PHILADELPHIA (CN) - Sovereign Bancorp employees must scale back claims over company stock options given as a retirement investment, despite Sovereign's serious financial woes, a federal judge ruled.

Lead plaintiffs Emmanuel Schmalz and Gail Wentworth say Sovereign's employee-retirement plan suffered "tremendous losses" because the Philadelphia-based banking company allowed employees to acquire and hold Sovereign stock, which lost over 90 percent of its value from January 2002 to present.

In a February 2008 lawsuit, they accused Sovereign of allowing plan participants to continue investing in Sovereign stock even though the company had been unduly exposed to leveraged financing between 2007 and 2008.

That exposure "made Sovereign stock an extremely risky, artificially inflated, and imprudent investment for the plan," according to the suit, which was amended in July 2008.

Despite assertions by Sovereign's then CEO, defendant Joseph Campanelli, that the company was fundamentally sound, Sovereign ended up reporting a $1.3 billion net loss for fiscal year 2007, the suit said.

Sovereign failed to properly manage the retirement plan's assets when it continued offering company stock as an investment option for plan participants, even though the company's was on shaky financial footing, the class claimed.
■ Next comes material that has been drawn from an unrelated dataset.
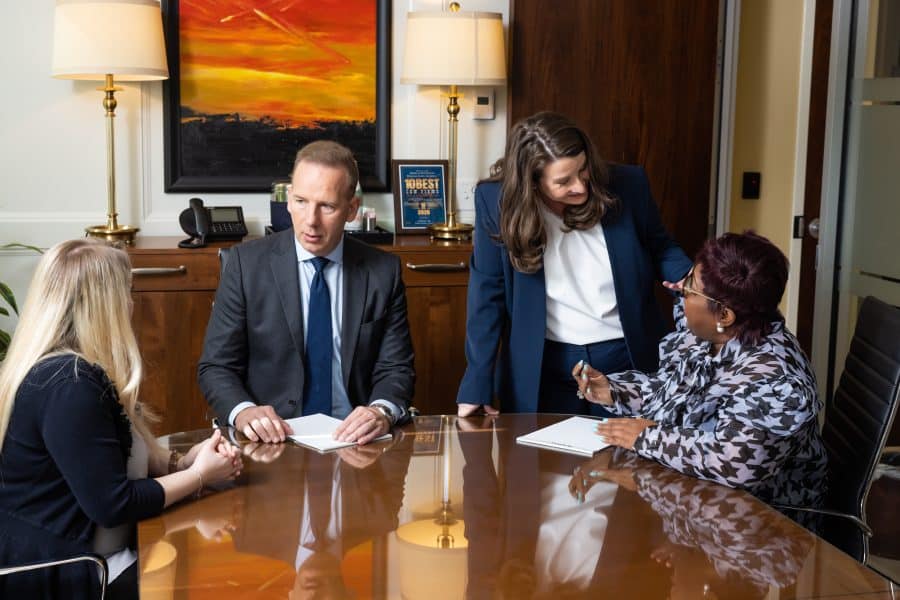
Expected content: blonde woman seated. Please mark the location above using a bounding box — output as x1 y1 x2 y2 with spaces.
573 232 826 506
0 239 241 598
Senior U.S. District Judge J. William Ditter Jr. dismissed that claim last week, citing legal precedent entitling fiduciaries to a "presumption of prudence" in cases like this.

To overcome that presumption, plaintiffs must allege that a "dire situation" demanded that the fiduciary cease investing in company stock, the judge noted.

Sovereign argued that plaintiffs failed to plead such a scenario, pointing out that Sovereign didn't file for bankruptcy, and that its stock remains publicly traded and retains value.

The class said they overcame that presumption by accusing defendants of artificially inflating its stock through "highly risky and improper activities."

But, Ditter called these allegations "non-specific and conclusory." The plaintiffs did not specify what those activities were and which defendants allegedly engaged in them.

"In short, the complaint ... is ... insufficient to overcome the presumption of prudence afforded to the fiduciaries," the judge found.

The class also said Sovereign's SEC filings were false and misleading, and that the company therefore breached its duty to communicate with plan participants.

Ditter found that allegation similarly short on specifics, ordering its dismissal.

The lone count that survived last week says Sovereign breached its fiduciary duty by loaning $40 million to the plan with "above reasonable market rate interest" of 10 percent to finance the purchase of 6.4 million shares of Sovereign stock.

Ditter said the class can proceed with that claim against certain defendants, noting that "the reasonableness of the interest rate is generally a question of fact that requires the presentation of evidence."